ChipsAndCheese did a comparison on this.
Like CPUs, modern GPUs have evolved to use complex, multi level cache hierarchies.
chipsandcheese.com
Please go through part 1 of our Zen 4 coverage, if you haven’t done so already. This article picks up where the previous one left off. To summarize, Zen 4 has made several moves in the fronte…
chipsandcheese.com
I used these kinds of sources to reverse-engineer the AGX's memory system. Apple, AMD, and NVIDIA GPU cores can all read 64 B per cycle from L1D with 128 B cache lines. Here's some stats for the benchmarked M1 models and an AMD APU.
BW/Core-Cycle | AMD Zen 4 CPU | AMD 4800H GPU | M1 Max/M2 CPU | M1 Base GPU |
L1D | 64 B (2 AVX-256) | 64 B | 48 B (3 NEON-128) | 64 B |
L2D | 32 B (1 AVX-256) | 32 B | 32 B (2 NEON-128) | 32 B |
L3D | ~27.1 B | ~27.0 B | 32 B (2 NEON-128) | ~106.4 B |
RAM | ~10.0 B | ~27.0 B | 32 B (2 NEON-128) | ~48.3 B |
L3D and RAM bandwidths are theoretical for GPU, probably the 32 B/core-cycle that's universal across the chart. Since these are bottlenecked by clock speed, one GPU core cannot read that many bytes/cycle.
We have a reason for the M1 Pro being limited in single-core bandwidth. RAM is as fast as L2 cache for single-core CPU! There is no artificial limitation saying "one CPU core can't touch this bandwidth". It's the same situation as GPU. This means the Zen 4 CPU will be memory-bottlenecked in workloads where the M1 CPU is not. It needs 3x the arithmetic intensity.
However, L1 data-ey workloads prevent all 4 SIMD ALUs of the M1 from being fully utilized (1 fetched operand/instruction). With AMD they'll all be fully utilized. On any GPU, SIMD capability vastly exceeds L1D or threadgroup bandwidth (often the same subsystem). Even register bandwidth isn't enough, requiring a "register cache" sized closer to a CPU's actual registers.
Regarding the L1I, the M1 GPU could literally read all its instructions from main memory and not sweat* (8 B x 4 IPC = 32 B). Only drops from 98% GFLOPS to 78% (FFMA32) or ~73% (FCMPSEL32).
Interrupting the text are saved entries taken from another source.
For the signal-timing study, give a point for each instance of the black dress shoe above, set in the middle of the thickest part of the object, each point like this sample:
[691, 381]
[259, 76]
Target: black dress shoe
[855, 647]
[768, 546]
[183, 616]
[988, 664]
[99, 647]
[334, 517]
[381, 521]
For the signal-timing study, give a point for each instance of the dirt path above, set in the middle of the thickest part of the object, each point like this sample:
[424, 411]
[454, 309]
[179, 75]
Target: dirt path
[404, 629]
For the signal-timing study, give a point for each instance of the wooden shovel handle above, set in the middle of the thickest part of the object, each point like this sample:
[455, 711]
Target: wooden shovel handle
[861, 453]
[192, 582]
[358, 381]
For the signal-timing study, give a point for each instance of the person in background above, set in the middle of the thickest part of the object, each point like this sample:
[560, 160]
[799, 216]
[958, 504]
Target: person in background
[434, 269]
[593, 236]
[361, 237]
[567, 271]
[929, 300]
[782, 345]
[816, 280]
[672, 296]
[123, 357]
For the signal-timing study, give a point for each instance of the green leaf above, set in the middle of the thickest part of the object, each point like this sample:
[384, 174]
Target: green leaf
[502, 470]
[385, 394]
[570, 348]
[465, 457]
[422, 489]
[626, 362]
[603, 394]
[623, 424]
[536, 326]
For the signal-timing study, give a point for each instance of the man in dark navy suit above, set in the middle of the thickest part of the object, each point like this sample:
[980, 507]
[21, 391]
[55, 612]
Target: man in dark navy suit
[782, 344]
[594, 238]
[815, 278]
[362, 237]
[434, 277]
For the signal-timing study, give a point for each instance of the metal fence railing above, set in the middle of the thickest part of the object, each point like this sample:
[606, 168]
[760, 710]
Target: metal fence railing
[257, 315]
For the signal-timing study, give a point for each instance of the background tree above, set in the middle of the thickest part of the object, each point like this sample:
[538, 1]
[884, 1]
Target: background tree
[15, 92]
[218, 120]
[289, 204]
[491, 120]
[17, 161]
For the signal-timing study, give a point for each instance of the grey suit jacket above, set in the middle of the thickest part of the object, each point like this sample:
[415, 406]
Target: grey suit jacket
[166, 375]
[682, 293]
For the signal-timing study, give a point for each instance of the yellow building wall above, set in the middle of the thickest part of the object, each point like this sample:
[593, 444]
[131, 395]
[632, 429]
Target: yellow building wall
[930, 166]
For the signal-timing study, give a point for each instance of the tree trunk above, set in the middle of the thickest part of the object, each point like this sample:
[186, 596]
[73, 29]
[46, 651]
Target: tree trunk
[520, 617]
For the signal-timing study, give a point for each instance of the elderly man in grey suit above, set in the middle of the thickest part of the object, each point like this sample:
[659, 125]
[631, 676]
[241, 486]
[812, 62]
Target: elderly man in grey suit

If ARM64 instructions are 8 B, the CPU could probably do this too. Better, ARM64 instructions are 4 B. However, CPUs can't hide instruction fetching latency like GPUs.
* I vaguely recall ~1.5-2x deltas for seriously bloated transcendental functions. This probably depends on the instruction and its register dependency characteristics.